Jean Mons
Le 8 mai dernier, le président Jean Mons disparaissait à l'âge de quatre-vingt-trois ans. Il était né le 25 février 1906 à Argentat-en-Corrèze. La mort de son père, disparu pendant la grande guerre alors qu'il n'avait que quinze ans, l'oblige à gagner tôt sa vie comme instituteur intérimaire.
A vingt ans, il entre dans l'administration des contributions indirectes dont il gravira les échelons: d'abord surnuméraire, puis vérificateur,
contrôleur et enfin contrôleur principal en 1936. A ce moment, la confiance de ses collègues le désigne pour exercer des fonctions syndicales. Réintégré dans les cadres en 1939, il participe dès 1940 à la résistance à l'ennemi avec une ardeur et un courage qui lui vaudront la Croix de guerre avec palme et la rosette de la médaille de la Résistance. En décembre 1943, il est membre de la délégation générale en France du gouvernement provisoire et préside la commission du Conseil national de la résistance pour les comités de libération. En août 1944, il participe à la libération de la capitale pénétrant l'un des premiers dans l'hôtel de ville.

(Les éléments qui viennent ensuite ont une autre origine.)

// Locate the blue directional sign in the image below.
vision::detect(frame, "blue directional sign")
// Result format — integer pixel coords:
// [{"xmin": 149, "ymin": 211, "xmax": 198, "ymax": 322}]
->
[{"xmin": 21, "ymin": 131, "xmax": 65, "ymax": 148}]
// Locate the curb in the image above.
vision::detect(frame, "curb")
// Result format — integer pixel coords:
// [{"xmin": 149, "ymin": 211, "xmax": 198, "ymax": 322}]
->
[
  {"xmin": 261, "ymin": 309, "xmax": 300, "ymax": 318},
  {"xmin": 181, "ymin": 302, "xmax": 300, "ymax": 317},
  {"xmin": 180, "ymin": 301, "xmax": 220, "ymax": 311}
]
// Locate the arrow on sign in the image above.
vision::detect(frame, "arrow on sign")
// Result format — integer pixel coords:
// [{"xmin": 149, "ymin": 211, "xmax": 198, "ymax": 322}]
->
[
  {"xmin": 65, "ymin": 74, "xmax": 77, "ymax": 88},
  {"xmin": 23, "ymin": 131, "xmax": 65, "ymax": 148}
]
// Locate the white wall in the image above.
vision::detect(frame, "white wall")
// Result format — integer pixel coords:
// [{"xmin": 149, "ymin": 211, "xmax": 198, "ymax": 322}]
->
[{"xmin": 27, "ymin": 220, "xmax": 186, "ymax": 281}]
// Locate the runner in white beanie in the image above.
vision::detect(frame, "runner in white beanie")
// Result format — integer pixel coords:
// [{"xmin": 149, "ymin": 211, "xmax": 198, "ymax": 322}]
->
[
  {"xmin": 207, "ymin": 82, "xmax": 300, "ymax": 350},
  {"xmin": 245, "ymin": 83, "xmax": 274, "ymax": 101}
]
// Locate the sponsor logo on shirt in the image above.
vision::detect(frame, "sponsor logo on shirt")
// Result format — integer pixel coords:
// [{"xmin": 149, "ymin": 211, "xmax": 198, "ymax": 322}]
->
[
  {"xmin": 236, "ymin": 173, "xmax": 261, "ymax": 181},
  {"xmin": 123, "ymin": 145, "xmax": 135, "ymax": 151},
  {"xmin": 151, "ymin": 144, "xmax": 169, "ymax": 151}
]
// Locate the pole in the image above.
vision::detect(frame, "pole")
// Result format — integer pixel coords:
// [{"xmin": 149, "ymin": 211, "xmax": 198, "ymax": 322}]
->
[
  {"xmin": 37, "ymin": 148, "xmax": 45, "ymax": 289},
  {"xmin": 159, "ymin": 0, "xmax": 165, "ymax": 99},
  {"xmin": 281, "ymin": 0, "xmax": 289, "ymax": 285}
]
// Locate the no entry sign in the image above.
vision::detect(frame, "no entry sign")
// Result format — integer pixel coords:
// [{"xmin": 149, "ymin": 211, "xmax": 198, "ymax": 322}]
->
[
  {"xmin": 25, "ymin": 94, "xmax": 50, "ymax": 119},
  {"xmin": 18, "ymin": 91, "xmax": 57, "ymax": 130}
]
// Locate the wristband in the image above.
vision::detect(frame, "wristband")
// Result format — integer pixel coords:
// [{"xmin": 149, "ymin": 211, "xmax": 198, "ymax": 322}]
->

Le 19 août 1944, il avait été nommé préfet et était chargé des fonctions de secrétaire général de la Seine aux côtés, faut-il y voir un signe prémonitoire du destin, d'un de nos collègues M. Flouret.
En décembre 1946, M. Mons dirige à Matignon le cabinet du président du conseil, Léon Blum, puis conserve auprès de son successeur, Paul Ramadier,
les mêmes fonctions.
En mai 1947, il est nommé résident général en Tunisie où il s'efforce de promouvoir des réformes propres à préparer l'avenir, notamment sur le plan économique. A ses côtés se trouve, en qualité de directeur de l'instruction publique en Tunisie, le futur premier président Lucien Paye.
Il revient en France en juin 1950 pour exercer les fonctions de secrétaire général de la défense nationale. Il y restera jusqu'en octobre 1954, au moment où cette carrière brillante et rapide connaît une cassure d'autant plus pénible qu'elle met en cause l'honneur de cet homme si dévoué à la patrie. Sa confiance a été trahie; accusé d'imprudence, il est même inculpé. Sa défense courageuse, les témoignages favorables et irrécusables des plus hautes autorités lui valent d'être acquitté, le 19 mai 1956.
Le 30 octobre 1956, il est nommé conseiller maître à la Cour des comptes où il est affecté à la première chambre. La nouveauté des tâches du contrôle des comptes ne rebute pas notre collègue; bien au contraire, il y apporte son dynanisme, sa connaissance des hommes et de l'administration; il se révèle rapidement comme un remarquable magistrat, animant notamment l'équipe chargée de la vérification de ce qui est alors le ministère des travaux publics. Mais son activité ne se limite pas aux seuls travaux de la juridiction, il participe également aux investigations du comité d'enquête; il préside la commission paritaire nationale du personnel communal.
En avril 1970, Jean Mons est nommé président de chambre. Il dirigera pendant six ans les travaux de la deuxième chambre avec autant d'équité et de compétence que de dynamisme.